Up until that point, he had been preparing to follow in his father's footsteps as a dentist, but after graduation in the summer of 1951, his life took an important turn. He accompanied a friend on an interdenominational and interracial retreat sponsored by the United Christian Youth Movement, a mainline Protestant organization, at a camp in central Texas. From the conversations and individuals he met there, he began to seriously entertain the idea of entering seminary to become a minister. Shortly after, he began work as a youth organizer with the Connecticut Council of Churches, moved to Hartford, Connecticut, and began classes at Hartford Theological Seminary. In 1955, he graduated with a divinity degree and became an ordained Congregational minister. It was during a summer internship that he met Jean Childs, whom he married in 1954. They would be married for over forty years until her death in 1994 from cancer. Together they had four children. Jean was a constant source of support for Young in all his works, and in her own right was an accomplished advocate for literacy and educational programs.

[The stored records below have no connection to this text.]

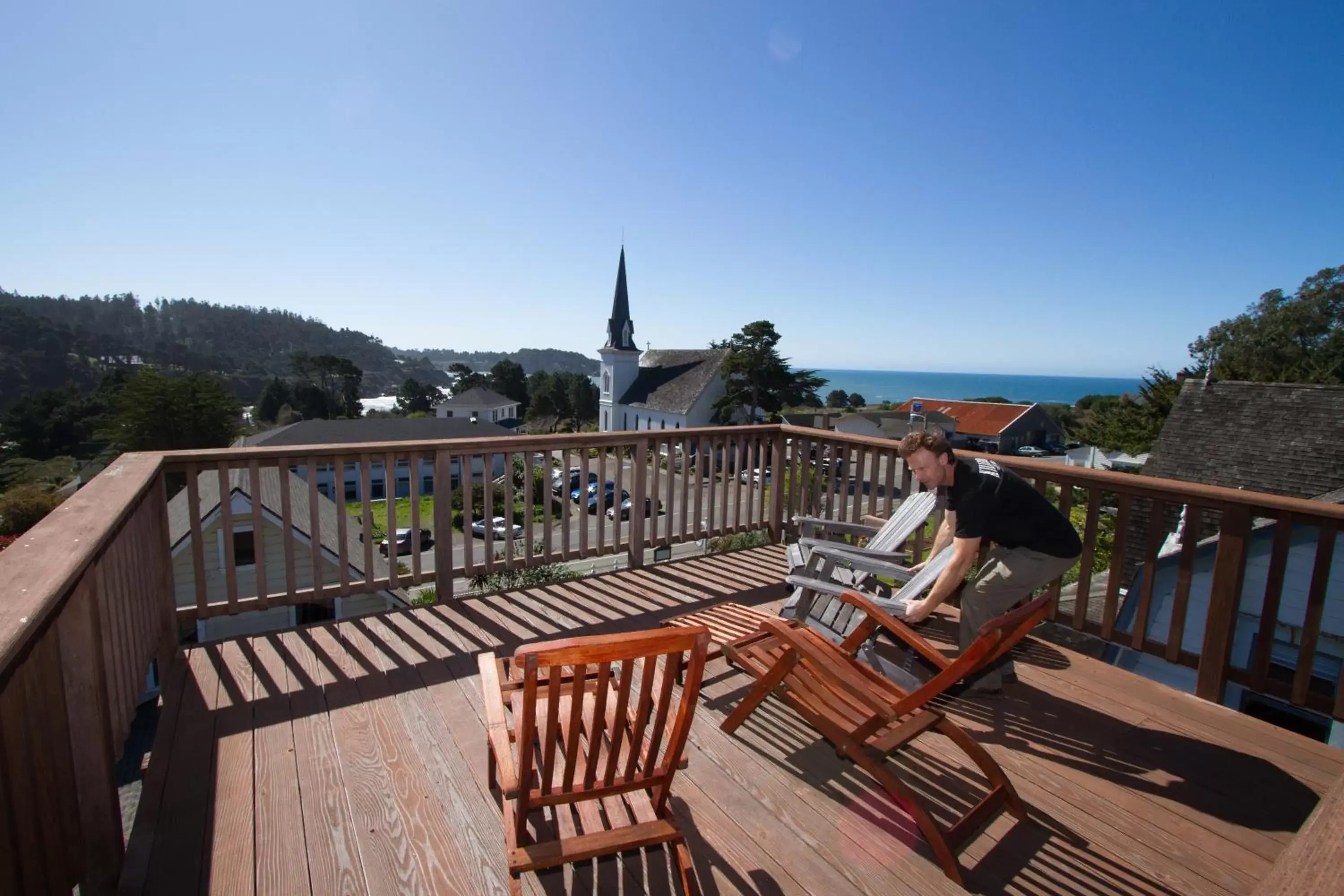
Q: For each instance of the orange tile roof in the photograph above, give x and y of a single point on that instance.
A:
(974, 418)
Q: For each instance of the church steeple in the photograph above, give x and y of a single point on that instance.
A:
(620, 328)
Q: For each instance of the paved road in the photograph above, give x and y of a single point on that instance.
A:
(666, 521)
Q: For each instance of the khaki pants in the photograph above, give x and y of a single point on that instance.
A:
(1007, 578)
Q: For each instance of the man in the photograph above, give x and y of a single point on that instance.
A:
(1033, 540)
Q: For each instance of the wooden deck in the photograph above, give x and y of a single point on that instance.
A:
(351, 758)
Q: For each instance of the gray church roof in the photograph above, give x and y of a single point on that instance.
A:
(672, 379)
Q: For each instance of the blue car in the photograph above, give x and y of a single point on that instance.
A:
(607, 499)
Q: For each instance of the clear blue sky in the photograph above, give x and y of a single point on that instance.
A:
(1070, 187)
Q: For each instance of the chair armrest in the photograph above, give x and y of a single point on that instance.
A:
(496, 728)
(839, 551)
(824, 656)
(835, 526)
(893, 625)
(865, 563)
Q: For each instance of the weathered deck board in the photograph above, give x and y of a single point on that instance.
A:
(369, 769)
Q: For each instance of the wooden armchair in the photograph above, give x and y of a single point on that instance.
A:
(867, 716)
(585, 738)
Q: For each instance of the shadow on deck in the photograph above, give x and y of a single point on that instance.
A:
(351, 758)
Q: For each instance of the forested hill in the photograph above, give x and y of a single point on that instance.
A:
(550, 361)
(47, 343)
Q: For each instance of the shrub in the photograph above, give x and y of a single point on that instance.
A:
(25, 505)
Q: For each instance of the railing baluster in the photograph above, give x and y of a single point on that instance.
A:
(258, 535)
(444, 524)
(287, 526)
(488, 509)
(1223, 597)
(390, 508)
(315, 531)
(655, 469)
(565, 504)
(464, 477)
(1146, 590)
(635, 558)
(670, 536)
(1273, 594)
(1315, 607)
(1117, 564)
(198, 550)
(342, 524)
(616, 503)
(366, 520)
(413, 495)
(529, 504)
(226, 526)
(617, 542)
(1085, 563)
(508, 511)
(1066, 503)
(1185, 574)
(889, 484)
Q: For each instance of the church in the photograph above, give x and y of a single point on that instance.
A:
(666, 389)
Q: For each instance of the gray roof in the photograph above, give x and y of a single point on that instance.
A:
(377, 429)
(1283, 439)
(179, 519)
(672, 379)
(478, 397)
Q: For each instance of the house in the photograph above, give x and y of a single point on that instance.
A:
(480, 404)
(988, 426)
(1288, 626)
(889, 425)
(654, 390)
(245, 546)
(389, 429)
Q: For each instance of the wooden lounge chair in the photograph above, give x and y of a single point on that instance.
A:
(585, 737)
(867, 718)
(883, 542)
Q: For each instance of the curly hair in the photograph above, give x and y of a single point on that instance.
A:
(930, 440)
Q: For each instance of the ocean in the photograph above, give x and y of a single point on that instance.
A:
(898, 386)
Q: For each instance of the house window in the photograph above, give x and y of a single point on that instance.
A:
(244, 547)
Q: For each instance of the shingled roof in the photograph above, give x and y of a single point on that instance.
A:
(672, 379)
(377, 429)
(974, 418)
(207, 484)
(1283, 439)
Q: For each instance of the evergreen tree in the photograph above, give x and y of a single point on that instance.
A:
(156, 413)
(757, 379)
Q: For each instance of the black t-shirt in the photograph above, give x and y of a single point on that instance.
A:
(994, 503)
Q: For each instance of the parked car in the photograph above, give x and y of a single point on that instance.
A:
(404, 542)
(500, 528)
(625, 508)
(608, 497)
(754, 477)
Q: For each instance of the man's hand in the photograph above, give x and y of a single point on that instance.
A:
(917, 612)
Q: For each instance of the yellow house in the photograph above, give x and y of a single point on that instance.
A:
(245, 544)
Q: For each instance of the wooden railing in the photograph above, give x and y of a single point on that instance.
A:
(699, 482)
(90, 598)
(86, 606)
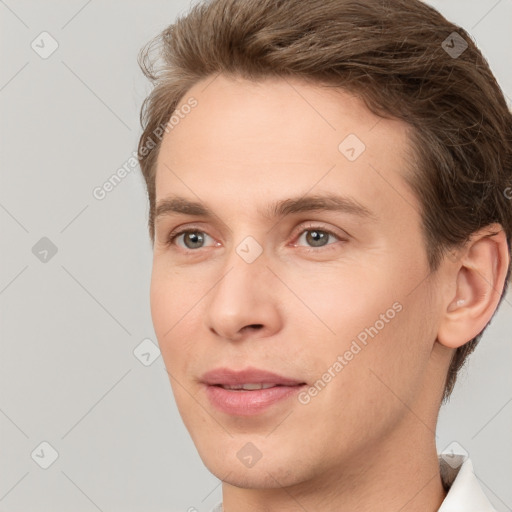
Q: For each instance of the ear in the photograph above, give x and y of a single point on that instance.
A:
(479, 278)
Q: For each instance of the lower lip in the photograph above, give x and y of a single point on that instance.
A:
(248, 403)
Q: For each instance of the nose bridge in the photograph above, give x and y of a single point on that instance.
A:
(242, 295)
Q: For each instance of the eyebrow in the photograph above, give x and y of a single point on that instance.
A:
(177, 205)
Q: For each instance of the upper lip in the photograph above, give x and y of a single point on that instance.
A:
(228, 377)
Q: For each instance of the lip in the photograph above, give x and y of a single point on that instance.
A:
(247, 403)
(228, 377)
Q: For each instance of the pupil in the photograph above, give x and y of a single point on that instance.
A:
(315, 237)
(194, 238)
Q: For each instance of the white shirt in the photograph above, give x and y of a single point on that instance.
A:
(465, 493)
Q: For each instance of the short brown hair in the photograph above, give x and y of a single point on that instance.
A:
(395, 55)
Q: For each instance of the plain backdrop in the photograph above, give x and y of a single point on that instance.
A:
(75, 271)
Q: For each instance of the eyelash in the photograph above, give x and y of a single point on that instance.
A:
(175, 234)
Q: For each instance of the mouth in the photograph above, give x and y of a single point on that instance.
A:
(248, 392)
(251, 387)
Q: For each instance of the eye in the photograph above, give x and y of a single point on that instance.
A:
(192, 238)
(317, 236)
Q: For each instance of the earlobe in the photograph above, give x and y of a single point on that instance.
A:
(479, 281)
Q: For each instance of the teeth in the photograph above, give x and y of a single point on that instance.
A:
(249, 387)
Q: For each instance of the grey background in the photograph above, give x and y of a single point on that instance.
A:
(70, 325)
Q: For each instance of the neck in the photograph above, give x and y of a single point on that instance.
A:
(400, 474)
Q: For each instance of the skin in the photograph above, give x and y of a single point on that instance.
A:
(367, 440)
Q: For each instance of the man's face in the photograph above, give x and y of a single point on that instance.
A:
(351, 314)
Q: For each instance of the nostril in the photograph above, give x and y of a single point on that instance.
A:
(253, 326)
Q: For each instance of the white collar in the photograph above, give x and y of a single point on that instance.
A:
(465, 493)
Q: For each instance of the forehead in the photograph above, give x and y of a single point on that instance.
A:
(269, 139)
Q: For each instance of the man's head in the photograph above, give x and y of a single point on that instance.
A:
(274, 102)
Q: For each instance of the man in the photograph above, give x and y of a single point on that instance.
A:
(329, 187)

After graduating, Young became pastor of Bethany Congregational Church in rural Thomasville, Georgia. There he served for two and a half years before the family moved to New York, where he served on the executive staff of the Youth Division of the National Council of the Churches. During this time, Young built a reputation as a strong organizer and administrator with a dedication to civil rights and social justice.

Civil Rights Movement

In 1961, Young and his family returned to the South. They settled in Atlanta, and Young began work for the Southern Christian Leadership Conference (SCLC), the Civil Rights organization founded by Martin Luther King, Jr. and his advisers in 1957 shortly after their victory regarding the Montgomery Bus Boycotts. Young's initial role for the SCLC was overseeing its Citizenship School program. The program, originally started by Septima Clark and Esau Jenkins on South Carolina's Johns Island, helped largely poor rural African American communities by instructing them in, as Young described it, 'practical civics.' It taught students how to pass the literacy tests many Southern states imposed as a requirement to vote to restrict black voter turnout. The schools further taught their largely functionally illiterate students about the Constitution, basic citizenship rights, and certain practical skills, such as how to fill out job applications, tax forms, and driver's license forms.